0

I currently have a multiple regression that generates an OLS summary based on the life expectancy and the variables that impact it, however that does not include RMSE or standard deviation. Does statsmodels have a rsme library, and is there a way to calculate standard deviation from my code?

I have found a previous example of this problem: regression model statsmodel python , and I read the statsmodels info page: https://www.statsmodels.org/stable/generated/statsmodels.tools.eval_measures.rmse.html and testing I am still not able to get this problem resolved.

import pandas as pd
import openpyxl
import statsmodels.formula.api as smf
import statsmodels.formula.api as ols

df = pd.read_excel(C:/Users/File1.xlsx, sheet_name = 'States')

dfME = df[(df[State] == "Maine")]

pd.set_option('display.max_columns', None)

dfME.head()

model = smf.ols(Life Expectancy ~ Race + Age + Weight + C(Pets), data = dfME) 
modelfit = model.fit()
modelfit.summary
DayWalker
  • 35
  • 6
  • For rmse, you could use another `statsmodels` function as in my answer.

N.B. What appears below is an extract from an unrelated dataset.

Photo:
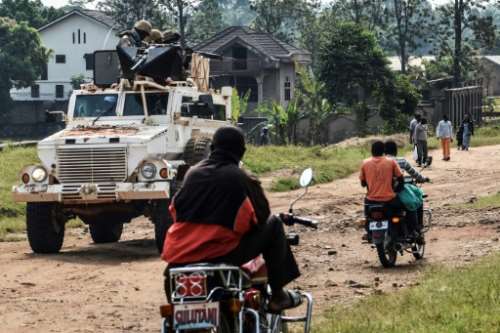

What do you want to calculate the standard deviation of? – not_speshal Jul 26 '21 at 15:56
  • I am finding the life expectancy per state and looking at my code I have filtered it to the state of Maine only. I will be doing all 50 states and I need to find the standard deviation of each state. It is important for my analysis to know which states have small and larger deviations from the mean. – DayWalker Jul 26 '21 at 17:09
  • So the standard deviation of the life expectancy? – not_speshal Jul 26 '21 at 17:26

2 Answers2

0

You could try something like this:

from statsmodels.tools.eval_measures import rmse
X = dfME[["Race", "Age", "Weight", "C(Pets)"]]
rmse_result = rmse(dfME["Life Expectancy"], model.predict(X))

To get the standard deviation of life expectancy, you can simply use:

stdev = dfME["Life Expectancy"].std()
suvayu
  • 4,271
  • 2
  • 29
  • 35
not_speshal
  • 22,093
  • 2
  • 15
  • 30
0

It sounds like you mean the Standard Deviation of the Residuals which is calculated using the Root Mean Squared Error. This gives you a measure of how spread out the data points are from the line of best fit. It's often used as a measure of Prediction Error.

There is a lot of information left off the summary in Statsmodels. Fortunately, Statsmodels provides us with alternatives. You can find a list of available properties and methods here: Regression Results

Let's use the variable assignment modelfit from your code. To find the Mean Squared Error of the Residuals, use the mse_resid method in Statsmodels found in the link. To find the RMSE (root mean squared error) of the residuals take the square root of the mean squared error using the square root function in Numpy, sqrt.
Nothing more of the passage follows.